National Grid recently announced it will ask New York state’s Public Service Commission to raise electricity delivery prices beginning in April 2018. The change would add $22 a month to average utility bills.
The utility filed a plan with the Public Service Commission on April 28. National Grid spokesman Patrick Stella says the rate hike will foster infrastructure investments. "For the last ten years, bills have been relatively stable, and we've done a really, really good job of trying to mitigate any kind of spike in bills over that time. So that's the first thing. The second thing to remember too is when we talk about that $22, it's actually, it's about $12 or so on the electric side, and another $10 or so on the gas side, and not all our customers are electric and gas. Here in the eastern division in New York state it's about half. So half the customers are electric only, and then the other customers are electric and gas."
New Yorkers already pay some of the highest energy costs in the nation. Assemblyman Angelo Santabarbara worries a rate hike will negatively impact Upstate families and businesses. "Soon as I heard the news about this proposal going into the Public Service Commission I wrote a letter to National Grid's president of New York operations asking him to withdraw this proposal, actually urging him to withdraw this proposal. I simply call the proposal unacceptable, we'll have to find another way. This is not going to be something that we are going to agree with. In a similar letter, I wrote a letter to the Public Service Commission, asking members of the Commission to consider the impact of rate increases on customers and to reject this proposal."
National Grid has proposed phasing in the rate hike over time to lessen the impact.

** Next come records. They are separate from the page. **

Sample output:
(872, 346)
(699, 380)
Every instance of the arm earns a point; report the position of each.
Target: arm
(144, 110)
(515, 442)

Santabarbara, a Democrat from the Capitol Region, says that's not acceptable. "Many families now have just started to recover from the devastating impacts of the economic recession that we experienced over the last eight years."

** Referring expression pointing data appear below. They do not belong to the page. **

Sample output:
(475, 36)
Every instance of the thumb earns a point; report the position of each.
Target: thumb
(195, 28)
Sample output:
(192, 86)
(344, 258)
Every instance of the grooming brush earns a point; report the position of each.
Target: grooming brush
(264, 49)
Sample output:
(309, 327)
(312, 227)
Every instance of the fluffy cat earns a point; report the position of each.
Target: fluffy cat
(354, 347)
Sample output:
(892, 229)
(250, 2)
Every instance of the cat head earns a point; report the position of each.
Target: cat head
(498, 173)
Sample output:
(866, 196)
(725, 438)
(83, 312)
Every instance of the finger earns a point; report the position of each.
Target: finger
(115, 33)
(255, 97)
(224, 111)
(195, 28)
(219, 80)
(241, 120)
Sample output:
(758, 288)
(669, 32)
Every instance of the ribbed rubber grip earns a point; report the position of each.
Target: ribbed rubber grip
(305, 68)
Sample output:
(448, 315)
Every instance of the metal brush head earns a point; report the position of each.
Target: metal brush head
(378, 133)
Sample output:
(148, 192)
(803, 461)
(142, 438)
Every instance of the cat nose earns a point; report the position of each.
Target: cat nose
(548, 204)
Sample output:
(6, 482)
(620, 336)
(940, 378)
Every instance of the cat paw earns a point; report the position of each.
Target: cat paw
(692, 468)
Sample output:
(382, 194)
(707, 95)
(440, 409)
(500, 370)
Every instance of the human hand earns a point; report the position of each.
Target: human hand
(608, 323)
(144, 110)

According to the PSC, National Grid terminated service for more residential customers for nonpayment last year than for any year in the past decade. Stella says programs are available for people struggling to pay their bills. "We have some deferral programs for customers where we can defer payment. We have some simple things like budget billing, that will actually even out those bills over a year's time to help customers. So there are some of those things. And we also work with customers to try to get them assistance through some of their local social service agencies, through HEAP, through the federal government, and things like that. We have customer advocates here at National Grid, some of them local here in the eastern division too, that help both customers on an individual basis and try to figure out different ways that we can help them manage their bills."

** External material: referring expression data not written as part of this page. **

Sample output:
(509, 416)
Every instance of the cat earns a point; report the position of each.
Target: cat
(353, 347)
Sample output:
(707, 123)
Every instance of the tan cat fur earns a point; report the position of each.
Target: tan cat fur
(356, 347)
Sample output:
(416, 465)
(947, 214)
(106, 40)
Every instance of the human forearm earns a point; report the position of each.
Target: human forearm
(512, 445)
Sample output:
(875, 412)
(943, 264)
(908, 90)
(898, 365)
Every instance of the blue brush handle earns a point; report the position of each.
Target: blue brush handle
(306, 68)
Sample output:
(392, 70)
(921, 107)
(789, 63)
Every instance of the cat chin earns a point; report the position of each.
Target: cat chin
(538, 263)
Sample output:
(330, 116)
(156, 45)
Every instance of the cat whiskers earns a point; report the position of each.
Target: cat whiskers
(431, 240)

Gregg Sayre, the interim chair of the PSC, says National Grid's rate filing will be subject to a rigorous eleven month statutory review process. "This detailed review will include a careful and close examination of the company's proposal by commission staff, as well as by other interested parties including National Grid's customers, and ample opportunities for public comment and public hearings. At the end of the review process, the PSC will have the final say in determining what the rates will actually be."
If approved, the rate increase would take effect April 1, 2018.